Report Shows Trend Towards Aging Commercial Trucking Driver

A nationwide shortage in commercial truck drivers has caused many trucking companies to seek out retirees to drive. Reports find that truck drivers are working well past the standard retirement age of 65 because of this. Drivers older than 65 currently make up about 10 percent of all commercial drivers in the US.

CBS News did a 5-month investigation on the potential problems this may cause for road safety. Their analysis of crash records showed a 19 percent increase in commercial bus and truck wrecks where the drivers were in their 70s, 80s, and 90s from 2013-2015.

Everybody realizes that reflexes and stamina decrease with age.

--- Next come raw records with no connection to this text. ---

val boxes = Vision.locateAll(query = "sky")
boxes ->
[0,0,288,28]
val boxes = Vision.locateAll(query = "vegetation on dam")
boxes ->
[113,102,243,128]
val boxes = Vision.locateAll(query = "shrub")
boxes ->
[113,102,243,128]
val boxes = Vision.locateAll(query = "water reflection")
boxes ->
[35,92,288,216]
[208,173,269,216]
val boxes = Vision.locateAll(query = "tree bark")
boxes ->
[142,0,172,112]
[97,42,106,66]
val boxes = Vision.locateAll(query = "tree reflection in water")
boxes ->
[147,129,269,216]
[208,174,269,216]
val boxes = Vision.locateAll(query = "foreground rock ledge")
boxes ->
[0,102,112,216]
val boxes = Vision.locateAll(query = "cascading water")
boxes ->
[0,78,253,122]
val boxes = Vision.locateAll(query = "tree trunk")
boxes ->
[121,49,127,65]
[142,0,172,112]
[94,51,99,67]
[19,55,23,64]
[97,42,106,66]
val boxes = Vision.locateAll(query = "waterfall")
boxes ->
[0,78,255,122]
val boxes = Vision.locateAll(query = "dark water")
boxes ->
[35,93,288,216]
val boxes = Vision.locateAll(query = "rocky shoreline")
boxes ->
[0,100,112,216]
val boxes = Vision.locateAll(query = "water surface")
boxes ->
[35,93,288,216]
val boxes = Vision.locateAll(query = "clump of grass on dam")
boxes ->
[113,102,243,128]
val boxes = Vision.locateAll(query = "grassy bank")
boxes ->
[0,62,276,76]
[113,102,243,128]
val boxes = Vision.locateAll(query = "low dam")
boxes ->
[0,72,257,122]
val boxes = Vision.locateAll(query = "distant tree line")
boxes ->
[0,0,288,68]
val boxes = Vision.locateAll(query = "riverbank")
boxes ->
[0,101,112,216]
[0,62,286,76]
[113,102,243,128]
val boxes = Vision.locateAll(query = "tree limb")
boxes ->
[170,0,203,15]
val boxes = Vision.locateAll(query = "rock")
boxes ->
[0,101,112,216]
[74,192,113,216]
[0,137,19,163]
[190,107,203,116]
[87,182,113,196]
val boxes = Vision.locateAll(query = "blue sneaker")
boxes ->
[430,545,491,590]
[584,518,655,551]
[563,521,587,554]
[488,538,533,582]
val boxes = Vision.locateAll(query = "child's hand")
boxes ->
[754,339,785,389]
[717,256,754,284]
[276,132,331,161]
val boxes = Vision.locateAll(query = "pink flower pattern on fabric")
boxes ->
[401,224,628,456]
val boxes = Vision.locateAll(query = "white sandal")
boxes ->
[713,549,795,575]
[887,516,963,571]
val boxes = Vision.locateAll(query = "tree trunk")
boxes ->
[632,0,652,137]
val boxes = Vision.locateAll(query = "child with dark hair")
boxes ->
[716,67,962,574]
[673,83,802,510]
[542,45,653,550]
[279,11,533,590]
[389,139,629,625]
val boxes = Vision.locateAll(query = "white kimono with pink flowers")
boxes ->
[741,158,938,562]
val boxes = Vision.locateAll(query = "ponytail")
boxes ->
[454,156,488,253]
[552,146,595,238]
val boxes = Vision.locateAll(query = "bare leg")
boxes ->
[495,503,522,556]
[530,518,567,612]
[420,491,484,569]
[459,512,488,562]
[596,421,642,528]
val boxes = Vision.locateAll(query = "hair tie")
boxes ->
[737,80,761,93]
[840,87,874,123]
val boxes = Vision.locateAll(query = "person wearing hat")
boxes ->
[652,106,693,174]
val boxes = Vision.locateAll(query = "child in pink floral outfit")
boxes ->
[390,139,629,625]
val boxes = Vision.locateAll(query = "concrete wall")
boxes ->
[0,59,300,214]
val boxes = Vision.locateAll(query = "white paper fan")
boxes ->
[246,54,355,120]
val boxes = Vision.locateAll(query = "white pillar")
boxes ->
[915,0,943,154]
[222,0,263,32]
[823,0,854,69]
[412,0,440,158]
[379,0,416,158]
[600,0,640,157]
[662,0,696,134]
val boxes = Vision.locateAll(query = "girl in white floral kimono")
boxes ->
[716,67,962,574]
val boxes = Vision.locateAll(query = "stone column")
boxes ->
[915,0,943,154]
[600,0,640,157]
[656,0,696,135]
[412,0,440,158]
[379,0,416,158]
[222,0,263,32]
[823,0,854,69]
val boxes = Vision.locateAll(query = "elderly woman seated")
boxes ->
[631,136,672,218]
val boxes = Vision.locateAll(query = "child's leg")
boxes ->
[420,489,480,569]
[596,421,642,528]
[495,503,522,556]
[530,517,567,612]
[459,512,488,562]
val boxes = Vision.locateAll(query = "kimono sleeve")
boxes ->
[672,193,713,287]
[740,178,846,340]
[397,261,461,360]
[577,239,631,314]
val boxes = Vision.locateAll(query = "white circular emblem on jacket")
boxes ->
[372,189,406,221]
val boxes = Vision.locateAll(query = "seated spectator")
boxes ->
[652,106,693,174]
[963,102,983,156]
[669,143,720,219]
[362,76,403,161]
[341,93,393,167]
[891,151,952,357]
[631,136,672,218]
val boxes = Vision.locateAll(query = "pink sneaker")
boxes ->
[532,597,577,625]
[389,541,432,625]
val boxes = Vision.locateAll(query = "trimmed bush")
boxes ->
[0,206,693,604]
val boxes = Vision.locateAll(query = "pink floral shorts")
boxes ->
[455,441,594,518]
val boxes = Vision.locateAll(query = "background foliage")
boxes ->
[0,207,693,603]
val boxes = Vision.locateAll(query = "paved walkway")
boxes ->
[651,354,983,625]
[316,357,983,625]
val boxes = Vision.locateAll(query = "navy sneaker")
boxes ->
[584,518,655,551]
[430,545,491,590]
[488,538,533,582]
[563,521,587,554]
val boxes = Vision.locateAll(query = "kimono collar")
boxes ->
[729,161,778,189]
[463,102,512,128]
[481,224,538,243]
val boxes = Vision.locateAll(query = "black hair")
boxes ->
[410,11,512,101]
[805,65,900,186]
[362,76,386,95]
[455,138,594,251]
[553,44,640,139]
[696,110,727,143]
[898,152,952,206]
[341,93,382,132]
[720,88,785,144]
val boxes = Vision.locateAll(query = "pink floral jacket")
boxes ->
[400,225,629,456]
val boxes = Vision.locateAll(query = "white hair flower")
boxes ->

But many state and federal regulators have struggled with laws governing age discrimination. In the 90s an initiative was pushed to start regular skills tests for older drivers, but a labor shortage at the time complicated these efforts. Officials at the Federal Motor Carrier Safety Administration (FMCSA), which regulates the trucking industry, are currently studying the increase in elderly drivers. According to deputy administrator Daphne Jefferson, they are “not quite at the point yet” to make a firm decision on age-based rules for drivers.

For a similar situation, one need only look to the aviation industry, which institutes a mandatory retirement age of 65 for all pilots, despite a current shortage of pilots. When reached for comment, an independent truck driver association stated that although there were more drivers over age 70, “the greater majority of truck-related crashes are not caused by truckers, but are instead caused by other drivers.”